Can somebody please help me understand how to do this task:
Use mixture distribution concept to generate 4900 pseudo-random numbers f(x) = 0 when x<-6, 4 when -6<=x<0, 3exp(-2.1x) + 2exp(-1.4x) when x>=0 proportional to this density function. Store the generated values in variable X3.
We did something very similar in class but the teacher didnt explain anything and I have no idea from where he got that stuff. I have already asked the teacher for explanations but he is no help and I just dont understand that stuff.

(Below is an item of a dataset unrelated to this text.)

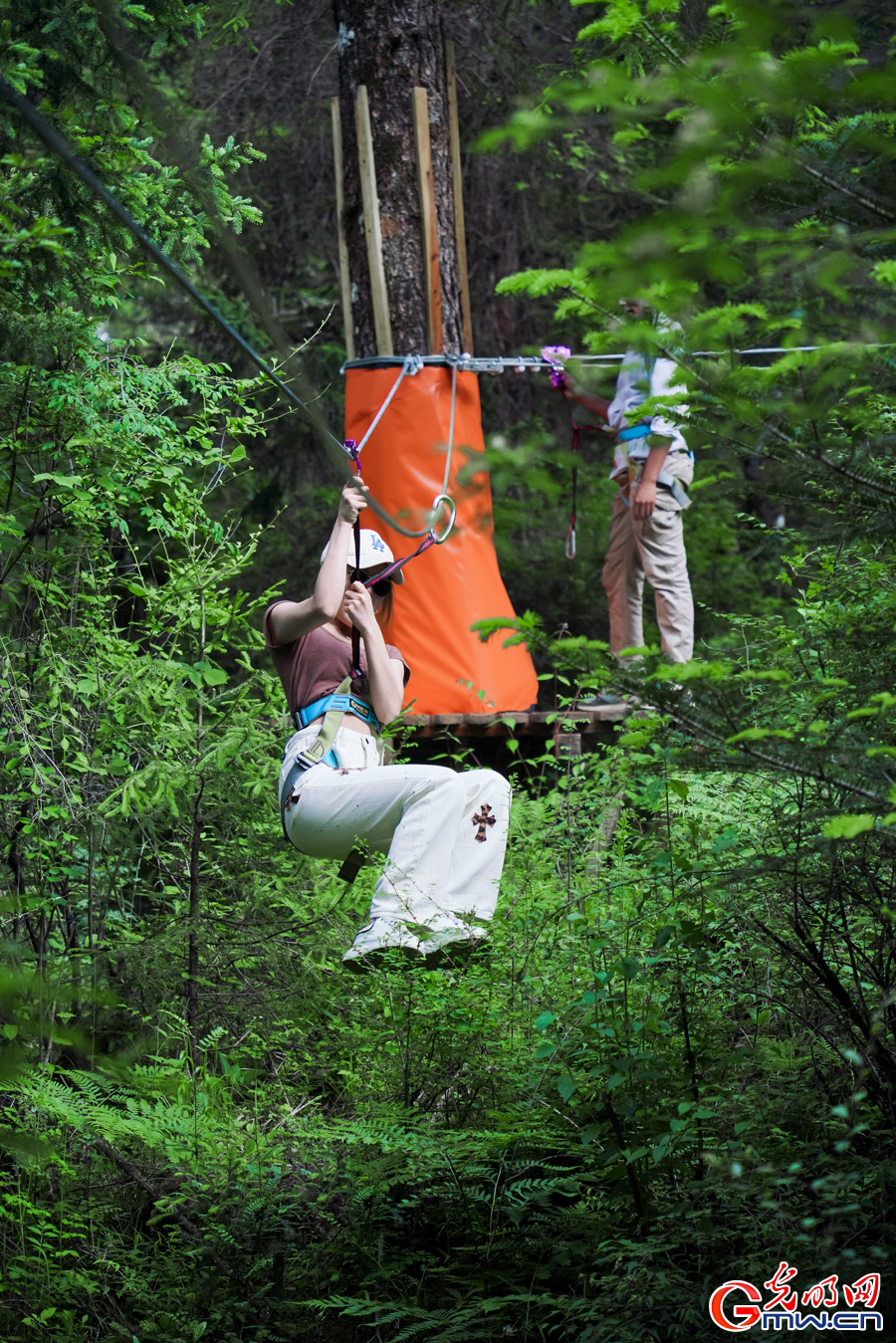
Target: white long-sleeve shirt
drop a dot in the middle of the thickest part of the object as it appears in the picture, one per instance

The task we did in class with solution: Use the mixture distribution concept to generate 10000 values with function f(x) = exp(-2x^2)+0.5*exp(-2x) when x >=-1 and 0 when x<-1 Proportional density function, approximate the corresponding random variables mean based on these values (hint: when generating values, it would ne good to use conditional distribution generation in one case and appropriatly chosen linear transformation in other. SOLUTION:(rstudio)
f <- function(x){
return((exp(-2*x^2)+0.5*exp(-2*x))*(x>= -1))
}
F1_a <- pnorm(-1,sd=0.5) #the first term corresponds to the distribtuon N(0,0.5)
F1_b <- 1
curve(f,-2,10)
d1 <- function(x){
return(dnorm(x,sd=0.5)/(F1_b-F1_a)*(x>=-1))# The conditional distribution density is the density of the base distribution divided by the probability of the interval in the corresponding interval and zero elsewhere.
}
d2 <- function(x){return(dexp(x+1,rate=2))}
int_f <- (sqrt(2*pi)*0.5)*(F1_b-F1_a)+exp(2)/4 #Transform the first term into a density, the integral of the density is expressed through the distribution function.
p1 <- (sqrt(2*pi)*0.5)*(F1_b-F1_a)/int_f
p2 <- exp(2)/4/int_f
curve(f(x)/int_f-p1*d1(x)-p2*d2(x),-2,5)
The density function is indeed representable using the densities of the base distributions and that the weights are correct. Small differences arise from rounding errors occurring in computations with floating-point numbers.
n<-10000
milline <- sample.int(2,n,replace=TRUE,prob = c(p1,p2))
tulem <- rep(NA,n)
mitu <- table(milline)
tulem[milline==1]<- qnorm(runif(mitu[1],F1_a,F1_b),sd=0.5)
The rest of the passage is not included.